# What Causes More Scientific Discoveries in Short Time

## Data Clean

- **Creating Author:** Yanheng Liu
- **Latest Modification:** 13-04-2025  
- **Modification Author:** Yanheng Liu  
- **E-mail:** [yanheng.liu@etu.sorbonne-universite.fr](mailto:yanheng.liu@etu.sorbonne-universite.fr)  
- **Version:** 1.2  

---

This is a data clean provided for the project in *DALAS* course.


## Data Cleaning and Deduplication Workflow

### Step 0: Check library installation

### Step 1: Define Common Functions
Includes text cleaning, normalization, and fuzzy matching functions.

### Step 2: Load and Merge Data
Reads three data files and merges them into a single DataFrame.

### Step 3: Clean Punctuation
Removes unnecessary punctuation from all columns (e.g., quotes), but keeps semicolons.

### Step 4: Preview Country Names
Displays original country names to check for inconsistencies manually.

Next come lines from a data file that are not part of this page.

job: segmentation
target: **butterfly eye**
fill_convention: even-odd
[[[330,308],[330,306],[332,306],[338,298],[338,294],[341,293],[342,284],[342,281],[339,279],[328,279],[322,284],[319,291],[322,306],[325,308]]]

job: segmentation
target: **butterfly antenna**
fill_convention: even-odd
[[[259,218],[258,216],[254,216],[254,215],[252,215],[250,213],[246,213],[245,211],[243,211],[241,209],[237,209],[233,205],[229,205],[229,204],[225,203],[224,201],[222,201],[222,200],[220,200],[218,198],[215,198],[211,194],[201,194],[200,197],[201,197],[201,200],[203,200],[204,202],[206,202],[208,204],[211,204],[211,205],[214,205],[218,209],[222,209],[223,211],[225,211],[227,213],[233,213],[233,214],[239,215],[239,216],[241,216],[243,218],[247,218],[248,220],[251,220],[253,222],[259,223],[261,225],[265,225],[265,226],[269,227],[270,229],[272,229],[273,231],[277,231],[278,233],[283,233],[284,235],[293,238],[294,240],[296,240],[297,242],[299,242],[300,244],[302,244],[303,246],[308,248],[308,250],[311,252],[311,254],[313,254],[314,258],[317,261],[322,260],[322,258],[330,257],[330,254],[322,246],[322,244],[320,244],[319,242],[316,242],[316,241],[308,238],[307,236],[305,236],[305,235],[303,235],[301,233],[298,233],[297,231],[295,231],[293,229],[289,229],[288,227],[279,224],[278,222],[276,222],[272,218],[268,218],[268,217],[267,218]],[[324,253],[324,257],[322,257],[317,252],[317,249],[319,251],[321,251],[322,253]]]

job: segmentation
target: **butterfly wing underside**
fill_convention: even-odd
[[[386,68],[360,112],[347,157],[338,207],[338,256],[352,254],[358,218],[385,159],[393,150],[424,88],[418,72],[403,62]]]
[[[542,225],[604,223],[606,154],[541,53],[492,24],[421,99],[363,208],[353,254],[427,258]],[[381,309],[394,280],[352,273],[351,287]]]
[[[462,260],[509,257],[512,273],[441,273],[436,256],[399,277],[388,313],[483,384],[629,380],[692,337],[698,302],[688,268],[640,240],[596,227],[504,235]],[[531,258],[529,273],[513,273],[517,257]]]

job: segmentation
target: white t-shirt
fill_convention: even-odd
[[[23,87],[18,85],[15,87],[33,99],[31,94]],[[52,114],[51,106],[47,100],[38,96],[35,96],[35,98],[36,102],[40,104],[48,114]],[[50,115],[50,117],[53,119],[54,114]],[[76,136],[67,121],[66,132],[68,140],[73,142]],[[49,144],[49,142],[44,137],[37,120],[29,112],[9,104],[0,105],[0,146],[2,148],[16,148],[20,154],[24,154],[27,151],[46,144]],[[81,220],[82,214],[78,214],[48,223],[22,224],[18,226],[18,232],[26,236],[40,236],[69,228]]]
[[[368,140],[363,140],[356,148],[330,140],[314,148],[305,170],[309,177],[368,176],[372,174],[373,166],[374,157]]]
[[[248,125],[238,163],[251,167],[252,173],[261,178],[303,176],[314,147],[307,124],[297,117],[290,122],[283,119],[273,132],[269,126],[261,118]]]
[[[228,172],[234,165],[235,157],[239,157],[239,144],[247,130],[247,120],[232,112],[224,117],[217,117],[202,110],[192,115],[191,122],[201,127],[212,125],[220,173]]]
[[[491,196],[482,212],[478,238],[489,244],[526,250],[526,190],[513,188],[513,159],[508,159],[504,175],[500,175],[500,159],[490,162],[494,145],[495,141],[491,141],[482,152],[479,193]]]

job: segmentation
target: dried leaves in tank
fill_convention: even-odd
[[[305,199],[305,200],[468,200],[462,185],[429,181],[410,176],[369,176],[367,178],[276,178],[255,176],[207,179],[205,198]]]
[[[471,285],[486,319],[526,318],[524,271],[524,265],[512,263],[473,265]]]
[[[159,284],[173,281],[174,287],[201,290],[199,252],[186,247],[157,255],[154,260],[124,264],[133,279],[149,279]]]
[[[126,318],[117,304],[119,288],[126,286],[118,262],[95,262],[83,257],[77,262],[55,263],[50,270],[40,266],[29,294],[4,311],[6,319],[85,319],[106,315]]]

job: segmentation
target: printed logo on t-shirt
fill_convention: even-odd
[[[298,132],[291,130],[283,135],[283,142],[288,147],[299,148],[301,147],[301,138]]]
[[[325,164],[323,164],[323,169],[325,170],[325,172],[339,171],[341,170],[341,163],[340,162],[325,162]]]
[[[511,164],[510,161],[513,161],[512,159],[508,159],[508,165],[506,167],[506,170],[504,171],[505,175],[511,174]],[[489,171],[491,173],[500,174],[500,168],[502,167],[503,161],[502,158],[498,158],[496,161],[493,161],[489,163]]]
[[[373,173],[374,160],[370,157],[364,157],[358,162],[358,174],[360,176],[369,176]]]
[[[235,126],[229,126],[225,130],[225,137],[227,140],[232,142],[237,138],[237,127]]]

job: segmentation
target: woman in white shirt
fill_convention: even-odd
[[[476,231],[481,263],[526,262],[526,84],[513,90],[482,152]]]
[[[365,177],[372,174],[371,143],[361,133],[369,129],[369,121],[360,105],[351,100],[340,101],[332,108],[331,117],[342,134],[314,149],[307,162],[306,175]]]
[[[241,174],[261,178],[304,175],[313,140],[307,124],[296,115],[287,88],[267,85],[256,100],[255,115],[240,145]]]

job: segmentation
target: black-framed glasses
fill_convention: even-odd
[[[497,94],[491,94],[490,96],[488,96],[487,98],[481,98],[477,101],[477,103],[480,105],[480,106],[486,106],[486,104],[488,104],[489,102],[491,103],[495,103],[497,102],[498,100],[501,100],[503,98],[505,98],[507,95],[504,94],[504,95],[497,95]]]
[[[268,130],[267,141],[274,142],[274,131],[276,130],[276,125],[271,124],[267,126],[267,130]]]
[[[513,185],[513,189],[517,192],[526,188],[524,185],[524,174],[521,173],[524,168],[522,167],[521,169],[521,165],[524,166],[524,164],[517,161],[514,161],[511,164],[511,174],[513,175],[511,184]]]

### Step 5: Standardize Country Names
Uses a predefined mapping dictionary to unify country name variations.

### Step 6: Preview Invention Categories
Shows all original invention categories.

### Step 7: Generalize Categories
Maps specific invention categories to broader scientific fields, with detailed explanation.

### Step 8: Normalize Key Text Fields
Cleans and normalizes 'Name of Invention' and 'Name of Inventor' by lowering case and removing stopwords.

### Step 9: Deduplicate Using Fuzzy Matching
Groups similar invention names using fuzzy matching and merges records by combining field values.

### Step 10: Output Final Dataset
Displays the final cleaned dataset and saves it to a new CSV file.


Check package whether are installed in the environment.

In [54]:
import pkg_resources
import subprocess

# Read package list from requirements.txt
with open("../../requirements.txt", "r") as file:
    packages = [line.strip() for line in file if line.strip() and not line.startswith("#")]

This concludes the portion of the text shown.